Кони дернули, сани покатились.
Тимофей глубоко вдохнул свежий холодный воздух. По Москве начинали перекликаться охрипшие на холоду петухи. Тимофей вскинул голову. С края на край неба тянулась широкая звездная полоса Млечного Пути. Чуть розовел край неба, и в глубокой темной синеве начинал тонуть золотой месяц. Тимофей вспомнил: небо, и звезды, и месяц, и радостный петушиный крик. И вспомнил себя — маленького, счастливого, бегущего от сарая к дому. И перед глазами его встали муравьи — два красных и один черный. И живой явью увидел он себя, сильного и справедливого, не давшего двум красным одолеть одного — черного.
И вспомнив, повел глазами.
Палачи, сбросив кожушки, стояли возле него в красных рубахах. А он, в черном рядне, распятый, стоял меж ними, и не было никого, кто мог бы помочь ему.
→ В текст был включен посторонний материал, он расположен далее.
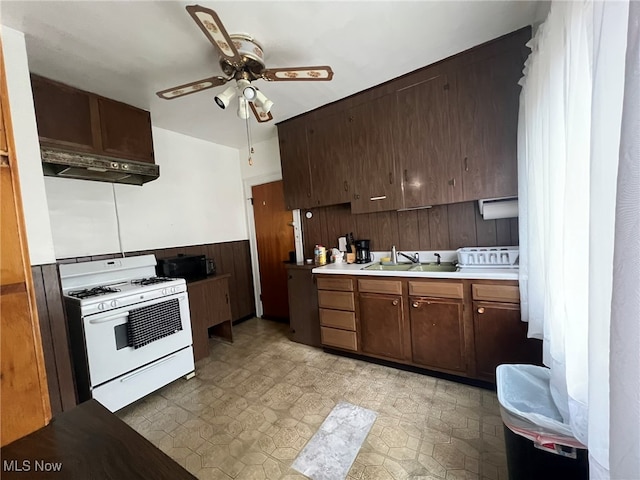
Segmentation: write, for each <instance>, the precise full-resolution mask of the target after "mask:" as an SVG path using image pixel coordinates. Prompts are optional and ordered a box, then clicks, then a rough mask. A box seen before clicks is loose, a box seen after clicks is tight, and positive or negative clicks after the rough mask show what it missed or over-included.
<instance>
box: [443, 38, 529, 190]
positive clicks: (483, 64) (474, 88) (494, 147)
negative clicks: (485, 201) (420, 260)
mask: <svg viewBox="0 0 640 480" xmlns="http://www.w3.org/2000/svg"><path fill="white" fill-rule="evenodd" d="M514 46H515V47H517V45H514ZM522 67H523V58H522V53H521V49H520V48H512V49H510V50H507V51H504V52H502V53H500V54H497V55H495V56H493V57H491V58H485V59H482V60H480V61H477V62H474V63H471V64H468V65H466V66H464V67H462V68H461V69H460V70H458V72H457V74H456V96H457V104H456V112H457V115H458V129H459V130H458V138H459V141H460V156H461V158H462V165H463V177H462V190H463V196H462V198H461V199H460V200H461V201H468V200H479V199H481V198H496V197H508V196H516V195H518V173H517V130H518V106H519V100H518V99H519V95H520V87H519V85H518V80H519V79H520V77H521V76H522Z"/></svg>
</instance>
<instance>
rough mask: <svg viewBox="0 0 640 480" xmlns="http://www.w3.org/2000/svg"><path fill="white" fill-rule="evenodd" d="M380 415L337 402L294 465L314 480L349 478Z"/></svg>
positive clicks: (375, 412)
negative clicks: (357, 454)
mask: <svg viewBox="0 0 640 480" xmlns="http://www.w3.org/2000/svg"><path fill="white" fill-rule="evenodd" d="M377 415H378V414H377V413H376V412H374V411H372V410H367V409H366V408H362V407H359V406H357V405H352V404H351V403H347V402H340V403H338V405H336V406H335V408H334V409H333V410H332V411H331V413H330V414H329V416H327V418H326V419H325V420H324V422H322V425H321V426H320V429H319V430H318V431H317V432H316V434H315V435H314V436H313V437H312V438H311V440H309V443H307V445H306V446H305V447H304V449H303V450H302V452H300V455H298V457H297V458H296V460H295V461H294V462H293V465H292V467H293V468H294V469H296V470H297V471H299V472H300V473H302V474H304V475H306V476H307V477H309V478H311V479H312V480H342V479H344V478H346V476H347V473H348V472H349V469H350V468H351V465H352V464H353V461H354V460H355V458H356V455H357V454H358V451H359V450H360V447H361V446H362V443H363V442H364V439H365V438H367V435H368V433H369V430H371V427H372V426H373V422H375V420H376V417H377Z"/></svg>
Ранние белые дымы тянулись в небо. Редкие прохожие, увидев страшные сани, срывали с голов драные шапки и треухи, испуганно тараща глаза и мелко, быстро крестясь. Лица у всех были невеселые, и в памяти у Тимоши всплыло: «И помрачатся смотрящие в окно». «Откуда это? В какое окно?» — подумал он, удивляясь и понимая, что совсем не ко времени вспомнилось все это. Но память, независимо от него, вдруг стала нанизывать одну на другую строки из какой-то книги.
И Тимоша, закрыв глаза, беззвучно, одними губами, стал шептать: «И помрачатся смотрящие в окно, ибо отходит человек в вечный дом свой, и готовы окружить его на улице плакальщицы — доколе не порвалась серебряная цепочка, и не разорвалась золотая повязка, и не разбился кувшин у источника, и не обрушилось колесо над колодезем…»
Сани остановились. Тимоша открыл глаза и, поглядев вперед, увидел высокий деревянный помост. Но прежде чем сойти с саней и подняться по ступеням, сухими и ласковыми, испрашивающими прощения глазами взглянул на друга своего Костю и, не чувствуя боли, пошел обожженными ступнями наверх, к черной плахе с воткнутым в нее топором.
ЭПИЛОГ
В один из зимних дней 1661 года в Кремле, в толпе, стоявшей у патриаршего собора, появился статный молодой мужик с курчавящейся бородкой. Из открытых дверей доносилось благолепное, ангелоподобное пение и грозный левиафанов рык протодьякона: «Подьячему Новой Четверти — Тимошке Анкудинову — анафема!» Наклонившись к седовласому, ясноглазому, по всему видать, книжному человеку, спросил мужик тихо:
— Кто таков Анкудинов?
— Великий еретик! — ответил старец.
А мужик спросил снова:
— И все же за что его так-то — анафеме?
— Нешто не знаешь, сколь уже лет анафемствуют Тимошку, злого еретика, продавшего и церковь, и государя, и именовавшего себя — облыжно — князем Шуйским.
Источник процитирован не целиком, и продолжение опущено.